How to Follow an Investment ‘Tough Guy’

Broad shoulders… puffed-out chest… and completely in charge of the situation.

Most of us have imagined ourselves in the shoes of the “tough guy” at one time or another.

But in investing, it’s a different story…

That’s because tough-guy investing is a road to ruin for most of us.

It takes serious monetary muscle to pull off the kind of investing that really pushes a company around. And most investors simply don’t have access to that kind of capital.

What’s more, candidates for tough-guy activism often have serious problems.

These companies might have complex liabilities or weak balance sheets. Or they might involve what one real-life investment tough guy calls “corporate malfeasance and weak corporate governance.”

Ultimately, most of us will never become an investment tough guy. But fortunately, thanks to the stock market, we can become this real-life investment tough guy’s sidekick.

Let me explain…

You might’ve heard Carl Icahn’s name before…

In short, Icahn is a famous activist shareholder. He’s willing to roll up his sleeves. He likes to push management to make beneficial changes. He’s a real-life investment tough guy.

His flagship business is Icahn Enterprises (IEP).

It’s a publicly traded limited partnership. Icahn owns between 85% and 90% of the units. The rest trade on the Nasdaq exchange. Investors like us can buy and sell them like any stock.

To understand Icahn Enterprises, it’s best to compare it with another company that many investors know. I’m talking about Warren Buffett’s famous Berkshire Hathaway (BRK-B).

Icahn Enterprises and Berkshire Hathaway both have two elements…

First, each company contains a collection of wholly owned operating businesses.

Berkshire Hathaway is known for its ownership of car-insurance business Geico, railroad BNSF Railway, and battery maker Duracell. It also owns many other smaller businesses in a wide variety of fields.

Icahn Enterprises also has operating subsidiaries. These businesses include auto-parts retailer Pep Boys, petroleum refiner and fertilizer maker CVR Energy, bed-and-bath décor producer WestPoint Home, and more.

The second element of both Berkshire Hathaway and Icahn Enterprises is more important to us. In short, each company also has its own investment portfolio.
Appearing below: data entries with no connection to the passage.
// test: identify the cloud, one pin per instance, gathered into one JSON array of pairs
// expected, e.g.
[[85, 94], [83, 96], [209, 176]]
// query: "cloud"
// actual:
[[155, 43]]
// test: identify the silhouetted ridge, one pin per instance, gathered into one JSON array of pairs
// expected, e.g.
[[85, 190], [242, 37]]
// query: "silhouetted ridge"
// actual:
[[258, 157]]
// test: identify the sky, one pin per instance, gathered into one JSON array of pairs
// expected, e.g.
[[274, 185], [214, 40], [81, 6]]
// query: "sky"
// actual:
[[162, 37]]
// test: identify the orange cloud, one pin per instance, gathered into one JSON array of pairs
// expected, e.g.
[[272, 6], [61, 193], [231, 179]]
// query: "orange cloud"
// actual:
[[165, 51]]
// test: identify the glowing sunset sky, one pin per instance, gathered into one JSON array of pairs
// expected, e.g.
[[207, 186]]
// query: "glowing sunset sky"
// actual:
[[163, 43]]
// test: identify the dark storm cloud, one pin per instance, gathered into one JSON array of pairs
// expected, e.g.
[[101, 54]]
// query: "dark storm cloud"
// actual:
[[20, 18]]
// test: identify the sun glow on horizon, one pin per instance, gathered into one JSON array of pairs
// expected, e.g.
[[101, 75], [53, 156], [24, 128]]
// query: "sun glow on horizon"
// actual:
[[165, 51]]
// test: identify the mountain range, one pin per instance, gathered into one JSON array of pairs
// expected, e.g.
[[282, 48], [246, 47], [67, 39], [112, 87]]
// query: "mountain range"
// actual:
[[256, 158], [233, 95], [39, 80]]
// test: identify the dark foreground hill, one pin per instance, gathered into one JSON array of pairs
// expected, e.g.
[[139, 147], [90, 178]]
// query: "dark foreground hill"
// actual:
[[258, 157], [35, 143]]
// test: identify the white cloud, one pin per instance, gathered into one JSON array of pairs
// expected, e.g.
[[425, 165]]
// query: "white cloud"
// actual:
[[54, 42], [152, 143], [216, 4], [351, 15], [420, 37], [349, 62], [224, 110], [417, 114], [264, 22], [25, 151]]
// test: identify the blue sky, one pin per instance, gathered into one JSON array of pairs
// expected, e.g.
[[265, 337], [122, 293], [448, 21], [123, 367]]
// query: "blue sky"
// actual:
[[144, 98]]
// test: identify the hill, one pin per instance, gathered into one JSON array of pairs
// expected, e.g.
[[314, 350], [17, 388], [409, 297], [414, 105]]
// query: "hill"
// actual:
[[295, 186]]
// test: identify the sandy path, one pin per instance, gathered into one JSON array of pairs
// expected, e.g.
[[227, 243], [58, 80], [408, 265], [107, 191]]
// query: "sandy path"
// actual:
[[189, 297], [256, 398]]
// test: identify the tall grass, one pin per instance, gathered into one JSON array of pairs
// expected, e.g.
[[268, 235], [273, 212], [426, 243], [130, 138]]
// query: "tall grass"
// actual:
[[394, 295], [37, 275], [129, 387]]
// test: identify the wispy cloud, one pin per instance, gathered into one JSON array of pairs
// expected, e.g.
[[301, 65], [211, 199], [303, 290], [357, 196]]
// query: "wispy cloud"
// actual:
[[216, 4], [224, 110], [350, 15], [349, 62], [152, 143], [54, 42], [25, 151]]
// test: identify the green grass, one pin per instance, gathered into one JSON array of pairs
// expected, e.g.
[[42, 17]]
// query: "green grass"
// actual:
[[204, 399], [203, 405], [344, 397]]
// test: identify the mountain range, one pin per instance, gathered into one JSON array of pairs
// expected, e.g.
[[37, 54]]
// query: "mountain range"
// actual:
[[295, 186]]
That’s where the two companies diverge…

You see, with Berkshire Hathaway, Buffett invests in great businesses with great management teams. Two examples are Apple (AAPL) and Coca Cola (KO).

But on the other hand, Icahn Enterprises tackles underachievers.

Then, after investing in these underachievers, Icahn tries to unlock value. He may pursue “tender offers, proxy contests, and demands for management accountability.”

In other words, as I said… Icahn is a real-life investment tough guy.

And Icahn’s willingness to be an investment tough guy has worked well. Here are some noteworthy gains on investments he has sold in recent years…

  • In 2017, a 33% gain on an investment in American Railcar Leasing
  • In 2018, gains of 4.7%, 34%, and 19% on investments in Federal-Mogul, Tropicana, and American Railcar Industries, respectively
  • In 2019, a 31% gain on Ferrous Resources
  • In 2021, a 31% gain on PSC Metals
  • And most recently, he won big with an investment in Twitter

Now, most of us don’t have the investing capital to make deals like this on our own. But as I said, since Icahn Enterprises trades on the open market… we can be his sidekick.

Through the partnership, these investors wind up participating in Icahn’s big winners. And the company funds its dividend using its gains (along with operating profits).

Icahn Enterprises has paid out $2 per unit every quarter for the past four years. At the stock’s current level, that works out to an incredible yield of roughly 16%.

That’s an eye-opener. As regular readers know, I would usually call that a “sucker yield.”

Double-digit yields like that typically signal troubled companies. The companies may cut or omit future dividends. So the supposed mega-yield often turns out to be a pipe dream.

However, as an investment tough guy, Icahn plays by a different set of rules…

His spectacular track record proves that he’s not a sucker. For decades, he has generated incredible wealth for himself – and his investment sidekicks through Icahn Enterprises…

Icahn Enterprises’ stock generated a 15% annualized total return (capital gains plus dividends) since the beginning of 2000.

That dwarfed the 6.7% annualized total return of the SPDR S&P 500 Fund (SPY) over that span. And it also trounced the 10.4% annualized total return of Buffett’s Berkshire Hathaway.

Put simply, Icahn is living the dream as an investment tough guy.

Most investors like us could never follow in his footsteps. We don’t have enough capital.

But fortunately, Icahn still welcomes sidekicks.